The Fire and its Ghosts

12.03 - 10.04.2026

Text by Zoë De Luca Legge

The Fire and Its Ghosts, a double solo show by Nicola Ghirardelli and Andrea Luzi, presents two artistic practices composed of impetuous and invigorating actions, alongside the contemplation of their consequences, traces, and evocations. For both artists, work is a transformative process in which they act as conduits for co-creative agencies that shape the artwork.
An agent of change and of creative destruction, fire is the element that connects and inflects these two poetics. It relates directly to Ghirardelli’s sculptural process, where he shapes matter and consumes it until it is reduced to a residue, or perhaps a relic. Yet it is also vital and instinctual energy, the mystical glow that animates Luzi’s painterly gesture, capable of illuminating the surface, casting shadows, and evoking archaic presences. Energetic in Luzi’s work and organic in Ghirardelli’s, these forces inhabit the tension between mythological pasts and the future for which they offer visions.
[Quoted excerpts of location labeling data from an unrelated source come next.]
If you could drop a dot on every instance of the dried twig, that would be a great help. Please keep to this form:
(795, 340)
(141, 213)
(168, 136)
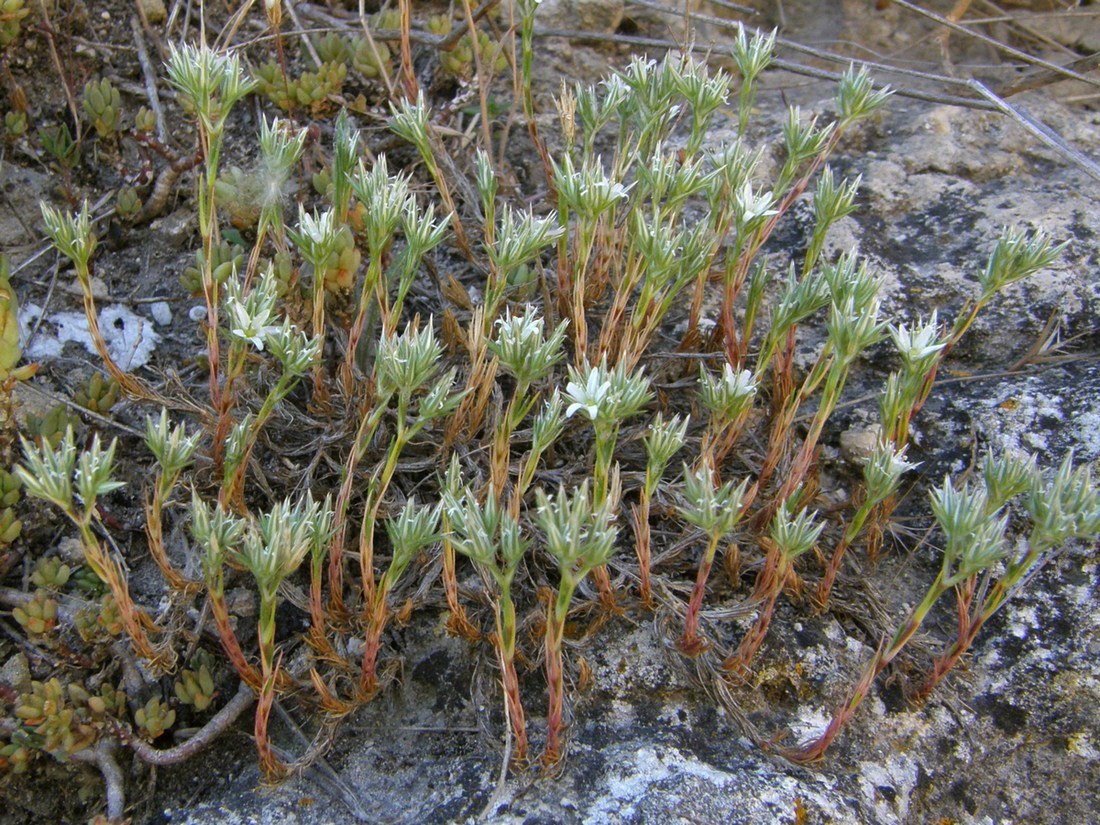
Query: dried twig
(150, 76)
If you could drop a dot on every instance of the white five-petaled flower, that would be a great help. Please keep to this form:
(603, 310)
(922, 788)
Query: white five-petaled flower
(251, 317)
(751, 206)
(246, 327)
(739, 384)
(920, 342)
(589, 396)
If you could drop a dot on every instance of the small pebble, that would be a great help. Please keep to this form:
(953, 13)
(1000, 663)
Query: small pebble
(161, 312)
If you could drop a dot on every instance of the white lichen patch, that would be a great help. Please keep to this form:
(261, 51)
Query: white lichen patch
(130, 339)
(1022, 620)
(888, 787)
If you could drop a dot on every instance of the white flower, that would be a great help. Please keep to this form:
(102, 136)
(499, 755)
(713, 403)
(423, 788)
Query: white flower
(251, 317)
(920, 343)
(589, 396)
(739, 384)
(750, 206)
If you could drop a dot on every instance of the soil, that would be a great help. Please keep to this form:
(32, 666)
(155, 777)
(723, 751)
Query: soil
(1010, 737)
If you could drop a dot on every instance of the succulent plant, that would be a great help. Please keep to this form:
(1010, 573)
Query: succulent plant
(195, 686)
(109, 619)
(51, 573)
(57, 727)
(40, 615)
(50, 429)
(99, 394)
(154, 718)
(102, 107)
(57, 142)
(226, 257)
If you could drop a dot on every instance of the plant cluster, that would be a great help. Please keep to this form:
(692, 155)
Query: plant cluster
(440, 429)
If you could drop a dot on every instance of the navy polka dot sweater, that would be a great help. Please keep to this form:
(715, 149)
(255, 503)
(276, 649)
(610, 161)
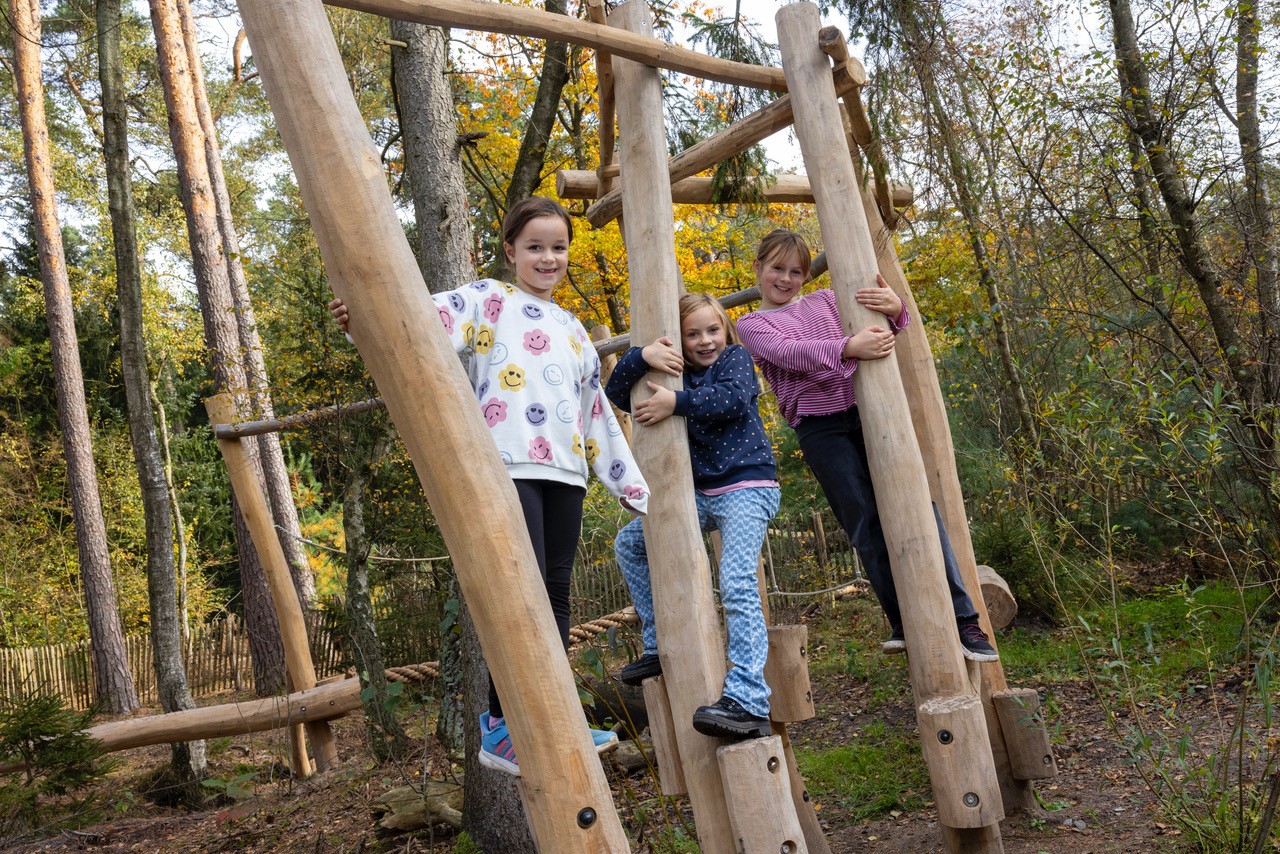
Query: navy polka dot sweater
(727, 443)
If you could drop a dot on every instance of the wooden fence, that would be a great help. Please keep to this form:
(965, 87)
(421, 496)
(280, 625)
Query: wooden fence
(803, 557)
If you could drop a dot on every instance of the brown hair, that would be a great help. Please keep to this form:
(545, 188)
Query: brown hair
(691, 302)
(528, 209)
(781, 243)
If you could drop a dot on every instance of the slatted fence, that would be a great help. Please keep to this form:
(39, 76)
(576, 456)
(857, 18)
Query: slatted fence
(803, 555)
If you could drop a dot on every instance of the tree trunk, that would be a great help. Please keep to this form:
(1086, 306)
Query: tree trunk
(429, 132)
(270, 455)
(528, 170)
(187, 762)
(1148, 233)
(1260, 225)
(492, 811)
(216, 307)
(179, 525)
(387, 736)
(112, 677)
(542, 119)
(1192, 251)
(961, 185)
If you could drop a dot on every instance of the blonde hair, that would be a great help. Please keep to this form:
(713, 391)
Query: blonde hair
(781, 243)
(691, 302)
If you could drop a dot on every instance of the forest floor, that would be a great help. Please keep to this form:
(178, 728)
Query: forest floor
(860, 757)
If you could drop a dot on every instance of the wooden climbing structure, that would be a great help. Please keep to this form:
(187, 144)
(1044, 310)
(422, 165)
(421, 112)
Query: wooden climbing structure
(982, 741)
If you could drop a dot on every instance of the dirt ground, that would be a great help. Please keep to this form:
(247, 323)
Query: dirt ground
(1096, 804)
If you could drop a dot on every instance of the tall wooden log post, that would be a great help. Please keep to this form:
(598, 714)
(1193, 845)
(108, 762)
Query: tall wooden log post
(952, 727)
(689, 639)
(405, 347)
(288, 611)
(933, 435)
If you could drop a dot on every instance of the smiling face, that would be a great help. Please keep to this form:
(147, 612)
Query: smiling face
(539, 255)
(780, 275)
(702, 337)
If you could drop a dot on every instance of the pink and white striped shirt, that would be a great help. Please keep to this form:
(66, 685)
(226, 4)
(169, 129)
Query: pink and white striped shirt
(800, 351)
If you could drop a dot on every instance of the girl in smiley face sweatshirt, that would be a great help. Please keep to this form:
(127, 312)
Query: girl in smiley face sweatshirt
(538, 380)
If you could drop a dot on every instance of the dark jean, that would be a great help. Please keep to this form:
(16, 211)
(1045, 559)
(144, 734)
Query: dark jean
(833, 447)
(553, 512)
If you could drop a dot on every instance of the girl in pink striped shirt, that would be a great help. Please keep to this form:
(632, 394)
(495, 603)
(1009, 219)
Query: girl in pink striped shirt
(809, 361)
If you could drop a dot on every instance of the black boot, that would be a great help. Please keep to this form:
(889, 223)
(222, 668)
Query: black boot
(728, 720)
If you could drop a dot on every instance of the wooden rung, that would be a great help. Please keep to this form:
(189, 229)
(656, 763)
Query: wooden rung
(662, 730)
(1025, 736)
(787, 674)
(758, 790)
(1001, 604)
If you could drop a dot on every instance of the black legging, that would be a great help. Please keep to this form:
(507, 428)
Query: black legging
(553, 514)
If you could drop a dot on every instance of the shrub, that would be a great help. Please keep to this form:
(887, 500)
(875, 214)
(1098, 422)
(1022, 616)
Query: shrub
(56, 759)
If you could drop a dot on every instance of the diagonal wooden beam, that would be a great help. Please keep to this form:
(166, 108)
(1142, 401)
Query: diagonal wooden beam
(732, 140)
(522, 21)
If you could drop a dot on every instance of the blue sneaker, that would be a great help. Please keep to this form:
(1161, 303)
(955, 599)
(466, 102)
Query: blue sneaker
(496, 748)
(604, 740)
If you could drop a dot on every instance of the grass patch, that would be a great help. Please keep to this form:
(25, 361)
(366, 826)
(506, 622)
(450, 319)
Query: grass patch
(878, 771)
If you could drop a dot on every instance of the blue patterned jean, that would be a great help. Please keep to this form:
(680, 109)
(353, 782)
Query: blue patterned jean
(741, 516)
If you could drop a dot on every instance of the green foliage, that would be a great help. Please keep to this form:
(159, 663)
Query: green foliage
(233, 788)
(881, 768)
(465, 845)
(58, 761)
(1206, 645)
(673, 840)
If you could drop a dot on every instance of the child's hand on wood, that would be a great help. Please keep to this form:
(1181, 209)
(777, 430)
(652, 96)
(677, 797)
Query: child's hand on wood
(339, 313)
(663, 356)
(661, 406)
(881, 298)
(873, 342)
Nicola Ghirardelli’s work takes shape as a research device that moves across sculpture, installation, and site-specific interventions. His practice generates meaning through a system of impressions, archaeological fragments, and natural suggestions selected from everyday life, staging unresolved frictions between the natural and the anthropic. His works are hybrid organisms in which forms of otherness, generational trauma, and apocalyptic omens coexist, in search of a new formal balance.
In the first room, Un cumulo di sassi finché non vedi la cattedrale (2026), two plants of Gothic memory rise from quartz and pyrite on basalt, as if reaching for the light emanating from Andrea Luzi’s paintings. Luzi’s works are the result of acts of energetic channeling, rituals that transform gesture into vision. His painterly process begins with a meditative yet instinctive gesture, the result of a deep study of intaglio printmaking and engraving as much as of graffiti culture. The artist thus transfers the discipline of the monotype and the speed of mural painting into his practice, proceeding through complex stratifications. His imagery draws on suggestions that appear distant, if not outright irreconcilable. Popular in its immediacy yet liturgical in its construction—capable of holding together low and high culture—this figurative universe tunes us to other frequencies. In La signora del gioco (2026), the chromatic rhythm of psychedelic music merges with the iconography of sacred art, creating a ceremonial moment populated by phantasmagoric, obscure, and surreal figures. The composition, with its miniature-like and apparently symmetrical features, recalls liturgical illustration only to abandon its classical perspectives in favor of a more dynamic and vertiginous narrative.

  • Immagine exhibition
  • Immagine exhibition
  • Immagine exhibition
  • Immagine exhibition
  • Immagine exhibition
  • Immagine exhibition
  • Immagine exhibition

The canvases and wooden panels host these apparitions within their own architectures, moving across different scales. In the polyptych La grandezza del nulla pt. 3 (2026), the work fragments into an infinite visual vocabulary. Its elements expand and fold back into a series of shells, in an attempt to decipher the unknown through an almost encyclopedic painterly gesture.
In the following room, the individual panels dramatically decrease in size, losing their vertical dimension and taking on a nearly object-like quality, as in Tumulazione di una lacrima (2026). Here it becomes clearer how the artist’s visual repertoire converges into a language that employs codices with a divinatory value. If the paintings initially take shape from an abstract and gestural base, they eventually welcome the emergence of graphic elements that settle on the surface like seals. Figurative elements, symbols, ideograms: each sign carries the potential of a language. These works face Barrueco (2026), two works by Ghirardelli inspired by the irregular pearls from which the Baroque takes its name. The pair of plaster bas-reliefs echoes the structure of a reliquary, where bone-like elements alternate with mother-of-pearl shells to create a complex frame. At its center emerge delicate structures in silvered brass inspired by valves and poisonous plants.

_0190074

Nicola Ghirardeli, Barrueco I, brass coated in silver and plaster stucco, 2026

The exploration of matter and its processes of transformation is central to Ghirardelli’s poetics. In his work, fire and biochemical elements actively participate in the coagulation of the artwork, deconstructing the myth of the artist as a solitary creator and opening instead to a more-than-human creative dimension. References from art history graft themselves onto more contemporary morphologies, forming a bestiary of fragile and iridescent shapes that draw on forgotten narratives or stories entirely overlooked by an anthropocentric perspective.
On the lower floor, this intention reaches its fullest momentum in Viriditas (2026), a ceiling wall intervention born from research into media archaeology. Inspired by the celestial vaults of Byzantine churches—products of an era in which the biological contiguity between humans and animals was perceived as largely self-evident—this double Fibonacci sequence composed of starfish, shells, and vertebrae guides us toward Agape (2026): a large shell in dark bronze oxidized with sulfur, revealing a mirrored interior filled with water and psilocybe. An invitation to entrust one’s senses to nonhuman agencies, and to experience the exhibition as a new cosmogony.